A passage to Europe
Let me start with a bit of wonderful news: Next Tuesday, Nov. 6, the Chang’an Cargo Train (a.k.a. China Railway Express) is to make a short stop in Ankara. It is then going to pass under the Bosphorus, using the Marmaray tunnel. This is going to be the first direct cargo train traveling from Xian, China, to Europe, arriving at Prague passing through Bulgaria, Serbia, Hungary and Slovakia. At long last, the Turkish corridor to Europe is becoming operational.
On this occasion, I have three positive and one negative point in mind regarding the Asian transformation that the Belt and Road Initiative (BRI), which President Xi Jinping, is heralding.
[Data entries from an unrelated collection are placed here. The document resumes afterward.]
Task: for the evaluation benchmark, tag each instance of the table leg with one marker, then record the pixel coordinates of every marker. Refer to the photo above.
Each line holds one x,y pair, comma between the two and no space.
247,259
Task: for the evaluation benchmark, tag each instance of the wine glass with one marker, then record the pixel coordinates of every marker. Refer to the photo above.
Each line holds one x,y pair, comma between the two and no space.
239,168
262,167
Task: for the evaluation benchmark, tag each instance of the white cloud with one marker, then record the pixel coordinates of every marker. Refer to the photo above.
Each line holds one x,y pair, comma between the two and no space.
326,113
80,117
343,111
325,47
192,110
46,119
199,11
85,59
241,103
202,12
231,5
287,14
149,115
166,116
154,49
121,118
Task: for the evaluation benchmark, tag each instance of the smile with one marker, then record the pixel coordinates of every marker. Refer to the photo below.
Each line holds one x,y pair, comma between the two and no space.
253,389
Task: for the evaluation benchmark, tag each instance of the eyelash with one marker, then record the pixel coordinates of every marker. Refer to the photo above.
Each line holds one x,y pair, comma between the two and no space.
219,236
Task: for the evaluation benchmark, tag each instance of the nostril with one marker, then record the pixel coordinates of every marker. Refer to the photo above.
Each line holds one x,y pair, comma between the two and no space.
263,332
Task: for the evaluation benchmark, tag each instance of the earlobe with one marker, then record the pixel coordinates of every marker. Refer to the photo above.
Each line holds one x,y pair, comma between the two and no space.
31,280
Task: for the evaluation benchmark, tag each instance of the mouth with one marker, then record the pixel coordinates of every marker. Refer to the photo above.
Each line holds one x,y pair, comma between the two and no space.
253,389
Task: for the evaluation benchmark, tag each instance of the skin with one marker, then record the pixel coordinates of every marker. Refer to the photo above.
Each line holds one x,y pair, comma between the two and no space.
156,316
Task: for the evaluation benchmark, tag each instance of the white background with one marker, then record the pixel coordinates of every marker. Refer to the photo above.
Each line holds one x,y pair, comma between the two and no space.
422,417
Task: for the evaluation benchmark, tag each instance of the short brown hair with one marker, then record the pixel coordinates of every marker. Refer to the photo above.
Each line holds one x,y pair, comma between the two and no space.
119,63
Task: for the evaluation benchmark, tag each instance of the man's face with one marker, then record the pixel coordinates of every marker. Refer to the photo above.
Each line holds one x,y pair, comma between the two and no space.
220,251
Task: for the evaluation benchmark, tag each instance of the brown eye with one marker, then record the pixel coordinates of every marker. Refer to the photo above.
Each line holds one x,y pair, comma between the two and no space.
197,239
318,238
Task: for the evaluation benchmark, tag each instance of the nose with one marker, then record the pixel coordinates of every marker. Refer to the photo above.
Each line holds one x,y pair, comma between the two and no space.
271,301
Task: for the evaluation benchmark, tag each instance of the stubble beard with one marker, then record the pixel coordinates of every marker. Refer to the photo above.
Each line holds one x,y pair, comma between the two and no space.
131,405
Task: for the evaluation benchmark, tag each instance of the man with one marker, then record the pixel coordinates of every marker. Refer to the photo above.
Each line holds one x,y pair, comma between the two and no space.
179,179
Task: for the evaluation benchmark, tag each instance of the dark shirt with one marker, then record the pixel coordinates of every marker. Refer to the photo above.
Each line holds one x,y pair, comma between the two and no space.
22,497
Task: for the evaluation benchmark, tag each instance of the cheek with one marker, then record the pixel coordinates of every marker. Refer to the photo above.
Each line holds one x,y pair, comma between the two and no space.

First, the BRI is about changing the hardware of international trade. All the talk about the U.S.-China trade war is about software, about WTO rules, customs tariffs and non-tariff barriers. There is absolutely no discussion among the international community about the hardware of international trade. There’s nothing on the logistics infrastructure for cross border trade, roads, railroads, ports, and container terminals. Even talking about security along trade routes has a 19th century sound to it. It’s almost as if technical issues aren’t worth talking about, because they’re on autopilot anyway. This is a huge fallacy.
Look at the facts. When it comes to international trade, you first need to go West in order to get to the East or visit north every time you go south. In order to send our containers to Pakistan, we in Turkey first need to send them to either Copenhagen or Hamburg. Why? That’s where the large container ports serving the East are located. The hardware of international trade is as important as the software of international trade, if you ask me.
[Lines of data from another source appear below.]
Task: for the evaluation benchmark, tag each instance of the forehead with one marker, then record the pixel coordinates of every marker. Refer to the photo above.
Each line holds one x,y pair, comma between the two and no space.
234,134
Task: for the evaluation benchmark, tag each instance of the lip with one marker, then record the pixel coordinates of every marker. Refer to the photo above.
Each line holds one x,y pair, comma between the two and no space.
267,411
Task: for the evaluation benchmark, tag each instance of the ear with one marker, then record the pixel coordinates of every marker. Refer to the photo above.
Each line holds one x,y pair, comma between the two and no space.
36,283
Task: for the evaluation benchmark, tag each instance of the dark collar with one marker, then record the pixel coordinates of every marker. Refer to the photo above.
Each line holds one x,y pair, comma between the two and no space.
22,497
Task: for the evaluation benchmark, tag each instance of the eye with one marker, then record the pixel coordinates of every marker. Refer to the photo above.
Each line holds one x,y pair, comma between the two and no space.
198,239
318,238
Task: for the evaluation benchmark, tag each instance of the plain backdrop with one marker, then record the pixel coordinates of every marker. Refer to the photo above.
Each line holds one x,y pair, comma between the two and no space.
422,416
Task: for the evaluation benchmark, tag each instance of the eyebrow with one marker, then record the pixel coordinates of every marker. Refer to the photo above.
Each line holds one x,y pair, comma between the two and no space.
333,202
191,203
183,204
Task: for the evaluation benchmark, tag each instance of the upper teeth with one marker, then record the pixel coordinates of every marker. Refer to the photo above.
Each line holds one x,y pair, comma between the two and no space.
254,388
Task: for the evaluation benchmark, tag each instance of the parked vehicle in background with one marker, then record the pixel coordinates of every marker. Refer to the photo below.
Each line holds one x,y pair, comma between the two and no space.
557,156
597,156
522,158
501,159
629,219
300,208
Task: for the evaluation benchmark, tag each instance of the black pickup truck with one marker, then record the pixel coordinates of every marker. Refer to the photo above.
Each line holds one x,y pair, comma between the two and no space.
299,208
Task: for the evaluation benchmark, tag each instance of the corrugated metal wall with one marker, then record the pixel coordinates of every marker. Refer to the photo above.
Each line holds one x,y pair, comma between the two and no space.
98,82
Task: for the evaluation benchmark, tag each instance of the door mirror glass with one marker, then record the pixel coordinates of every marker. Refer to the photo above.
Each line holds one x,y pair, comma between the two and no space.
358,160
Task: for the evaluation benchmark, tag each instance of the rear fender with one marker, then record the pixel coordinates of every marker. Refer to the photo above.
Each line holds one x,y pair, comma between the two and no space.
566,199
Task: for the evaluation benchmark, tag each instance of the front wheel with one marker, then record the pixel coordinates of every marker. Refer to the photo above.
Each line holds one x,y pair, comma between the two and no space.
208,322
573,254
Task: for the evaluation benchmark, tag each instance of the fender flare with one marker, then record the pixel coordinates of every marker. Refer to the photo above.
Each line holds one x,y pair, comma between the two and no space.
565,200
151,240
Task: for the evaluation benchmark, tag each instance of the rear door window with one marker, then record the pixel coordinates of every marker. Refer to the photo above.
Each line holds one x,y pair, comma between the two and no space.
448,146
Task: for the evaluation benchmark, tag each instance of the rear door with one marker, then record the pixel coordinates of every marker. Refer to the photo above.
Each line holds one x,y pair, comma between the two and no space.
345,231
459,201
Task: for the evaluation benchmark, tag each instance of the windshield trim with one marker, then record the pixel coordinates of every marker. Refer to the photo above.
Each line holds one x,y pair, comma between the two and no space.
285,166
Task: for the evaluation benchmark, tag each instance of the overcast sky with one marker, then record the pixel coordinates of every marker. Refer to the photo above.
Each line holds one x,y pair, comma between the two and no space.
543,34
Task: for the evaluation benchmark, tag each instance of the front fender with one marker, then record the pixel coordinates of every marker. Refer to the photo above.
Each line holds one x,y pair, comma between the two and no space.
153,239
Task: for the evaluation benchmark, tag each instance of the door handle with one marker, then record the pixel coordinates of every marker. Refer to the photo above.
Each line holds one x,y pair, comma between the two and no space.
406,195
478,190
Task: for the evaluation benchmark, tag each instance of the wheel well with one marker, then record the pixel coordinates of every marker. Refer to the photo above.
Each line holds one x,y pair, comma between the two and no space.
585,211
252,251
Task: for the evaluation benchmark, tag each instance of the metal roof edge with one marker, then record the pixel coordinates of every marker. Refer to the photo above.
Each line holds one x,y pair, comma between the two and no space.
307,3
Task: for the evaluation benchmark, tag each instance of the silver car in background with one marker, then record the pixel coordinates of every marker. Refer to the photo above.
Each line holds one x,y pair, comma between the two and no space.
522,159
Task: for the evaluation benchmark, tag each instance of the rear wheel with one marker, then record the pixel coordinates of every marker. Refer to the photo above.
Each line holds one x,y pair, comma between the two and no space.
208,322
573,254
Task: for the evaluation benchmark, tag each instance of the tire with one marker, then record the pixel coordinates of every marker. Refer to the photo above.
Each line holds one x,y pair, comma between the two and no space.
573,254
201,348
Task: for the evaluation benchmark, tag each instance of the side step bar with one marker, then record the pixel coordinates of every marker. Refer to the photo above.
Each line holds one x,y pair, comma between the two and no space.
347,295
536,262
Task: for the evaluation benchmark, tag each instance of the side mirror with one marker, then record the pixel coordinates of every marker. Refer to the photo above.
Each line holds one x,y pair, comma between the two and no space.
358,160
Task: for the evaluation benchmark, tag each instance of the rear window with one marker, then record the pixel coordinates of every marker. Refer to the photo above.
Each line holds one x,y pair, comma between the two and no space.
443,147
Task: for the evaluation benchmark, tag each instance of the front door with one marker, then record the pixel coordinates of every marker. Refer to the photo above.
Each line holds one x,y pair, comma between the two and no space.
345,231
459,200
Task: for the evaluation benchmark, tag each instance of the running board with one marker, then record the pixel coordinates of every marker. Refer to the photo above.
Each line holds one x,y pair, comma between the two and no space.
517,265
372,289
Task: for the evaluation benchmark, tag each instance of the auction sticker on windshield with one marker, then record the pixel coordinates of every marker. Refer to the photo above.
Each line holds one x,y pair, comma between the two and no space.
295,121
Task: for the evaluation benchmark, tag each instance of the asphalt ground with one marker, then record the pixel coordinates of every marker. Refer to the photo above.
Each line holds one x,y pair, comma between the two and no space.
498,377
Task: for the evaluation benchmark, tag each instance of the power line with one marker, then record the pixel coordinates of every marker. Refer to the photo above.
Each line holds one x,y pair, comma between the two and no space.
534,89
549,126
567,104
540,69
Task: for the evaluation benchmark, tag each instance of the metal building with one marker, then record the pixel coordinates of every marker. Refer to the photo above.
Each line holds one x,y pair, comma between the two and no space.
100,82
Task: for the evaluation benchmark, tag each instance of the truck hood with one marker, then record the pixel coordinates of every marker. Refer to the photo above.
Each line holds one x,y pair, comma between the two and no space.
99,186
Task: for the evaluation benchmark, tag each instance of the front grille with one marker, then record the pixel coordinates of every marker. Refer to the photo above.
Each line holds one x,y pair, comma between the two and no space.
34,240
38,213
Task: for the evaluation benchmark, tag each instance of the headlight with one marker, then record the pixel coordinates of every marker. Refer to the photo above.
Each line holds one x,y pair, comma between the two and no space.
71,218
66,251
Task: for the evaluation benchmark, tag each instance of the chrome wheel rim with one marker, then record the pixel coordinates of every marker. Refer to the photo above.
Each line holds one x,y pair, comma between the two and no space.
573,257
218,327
To be absolutely clear, I don’t think this is a sinister device to prolong Western domination. It’s just history. In the past, production centers were located in the West and the goods were then shipped to the East. No more. In the last 50 years, the share of China in global manufacturing has increased from less than 10 percent to more than 25 percent. Countries in the West like the U.S., France, Germany and Italy have seen their shares decline, while those in the east, like Korea, India, Indonesia, Thailand, and Turkey have seen their shares rise.
Yet the hardware of international trade remains Western-focused. The BRI is the first attempt to change this. It’s all about south-south connectivity, and Chinese leadership to make this happen is good for Turkey.
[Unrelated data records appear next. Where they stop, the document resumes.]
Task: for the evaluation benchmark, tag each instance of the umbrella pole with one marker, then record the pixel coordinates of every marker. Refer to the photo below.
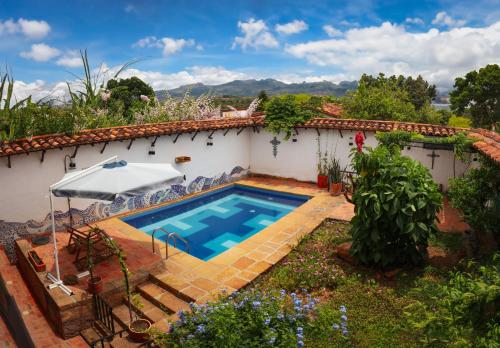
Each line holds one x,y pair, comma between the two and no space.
56,281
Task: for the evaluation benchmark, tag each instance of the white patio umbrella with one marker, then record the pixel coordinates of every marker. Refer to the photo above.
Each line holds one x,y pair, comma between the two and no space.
106,181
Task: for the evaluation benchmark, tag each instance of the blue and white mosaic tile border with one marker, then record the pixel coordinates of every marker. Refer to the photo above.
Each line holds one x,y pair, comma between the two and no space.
10,231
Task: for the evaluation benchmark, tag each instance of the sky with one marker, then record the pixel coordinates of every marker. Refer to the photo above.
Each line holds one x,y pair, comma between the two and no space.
213,42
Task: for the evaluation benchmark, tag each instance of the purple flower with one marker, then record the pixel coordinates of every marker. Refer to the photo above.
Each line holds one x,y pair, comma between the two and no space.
200,328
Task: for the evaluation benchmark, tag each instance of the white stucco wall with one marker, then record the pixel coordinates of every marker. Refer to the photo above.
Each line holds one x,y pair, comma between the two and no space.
24,187
299,159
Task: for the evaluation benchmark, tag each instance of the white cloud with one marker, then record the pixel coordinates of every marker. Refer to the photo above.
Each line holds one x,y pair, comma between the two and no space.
171,46
32,29
40,52
439,56
443,19
168,44
70,59
210,75
255,34
293,27
130,8
148,41
414,20
331,31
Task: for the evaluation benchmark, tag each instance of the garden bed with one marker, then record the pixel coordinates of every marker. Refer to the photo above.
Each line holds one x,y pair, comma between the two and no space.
375,304
312,298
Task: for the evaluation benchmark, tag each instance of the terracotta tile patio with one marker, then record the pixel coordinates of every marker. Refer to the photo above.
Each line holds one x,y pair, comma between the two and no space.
238,266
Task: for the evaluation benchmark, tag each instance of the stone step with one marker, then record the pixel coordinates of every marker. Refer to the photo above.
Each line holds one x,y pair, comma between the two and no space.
98,331
125,342
172,284
162,298
91,335
121,315
148,310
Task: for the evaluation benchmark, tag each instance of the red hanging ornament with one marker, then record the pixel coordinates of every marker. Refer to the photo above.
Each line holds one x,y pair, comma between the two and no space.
359,139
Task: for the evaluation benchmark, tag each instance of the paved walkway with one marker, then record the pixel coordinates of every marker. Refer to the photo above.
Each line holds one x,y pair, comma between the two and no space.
238,266
37,325
6,340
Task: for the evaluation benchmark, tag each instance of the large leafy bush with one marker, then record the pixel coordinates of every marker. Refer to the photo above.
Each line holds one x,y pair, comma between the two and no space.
283,113
396,202
249,319
465,312
477,195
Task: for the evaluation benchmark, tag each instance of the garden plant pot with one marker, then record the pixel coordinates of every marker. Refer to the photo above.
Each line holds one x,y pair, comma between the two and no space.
322,181
139,330
36,261
95,285
336,188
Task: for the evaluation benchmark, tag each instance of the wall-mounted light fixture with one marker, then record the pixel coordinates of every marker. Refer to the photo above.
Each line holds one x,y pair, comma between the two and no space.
71,165
210,139
152,151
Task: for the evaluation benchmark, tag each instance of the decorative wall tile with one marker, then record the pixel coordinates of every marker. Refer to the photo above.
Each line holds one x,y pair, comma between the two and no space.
10,231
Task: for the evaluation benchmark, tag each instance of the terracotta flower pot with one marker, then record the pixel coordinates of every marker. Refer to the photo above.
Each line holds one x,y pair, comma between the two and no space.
322,181
36,261
139,330
95,285
336,188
Second, the BRI is not only about attracting Chinese investment, it provides a vision for the newly industrialized countries of the east. Note that it’s not about one huge project connecting China to Europe, but a collection of national projects, all contributing to the same objective.
Chang’an Cargo Train, for example, is to pass under the Bosphorus using the Marmaray tunnel, which was completed by a Japanese-Turkish consortium in 2008. It is not only a rail tunnel to connect Europe to Asia, but also a Turkish contribution to the BRI. Good things happen when people come around a common vision for the future.
Third, the Chang’an Cargo train is also useful in dealing with problems at each border crossing, as the rules and ease of border crossing changes from one country to another. In this respect, the BRI is about the integration of Asia into the global economy. Once Asia has the hardware of trade, it will also get to learn about software integration, as the West has done in the past century.
Here, however, is my cautionary point: The BRI is also about the integration of the Muslim world into the global economy. If the 20th century is about China’s integration into the global economy, the 21st century will be known as the Muslim world’s integration. This is all thanks to President Xi’s BRI vision. However, regarding the integration of Muslims into the global economy, China is still not leading, but obstructing progress.
Let me be blunt: China’s treatment of the Uighurs in Xinjian is direct support to Salafi radicalization in the whole Muslim world. It is nothing short of the atrocities in Bosnia as a recruitment item. Jihadists looking for fresh recruits are probably overjoyed to see that the Chinese state is cracking down on their co-religionists.
Turkey, which has been doing its utmost to deal with ISIL, is one of many countries gravely concerned about this, but like others, it is refrained to speak up. This is unfortunate. We are in a war for Muslim minds, and if we fail to deal with this direct terrorist threat to our common values, we will lose many more battles.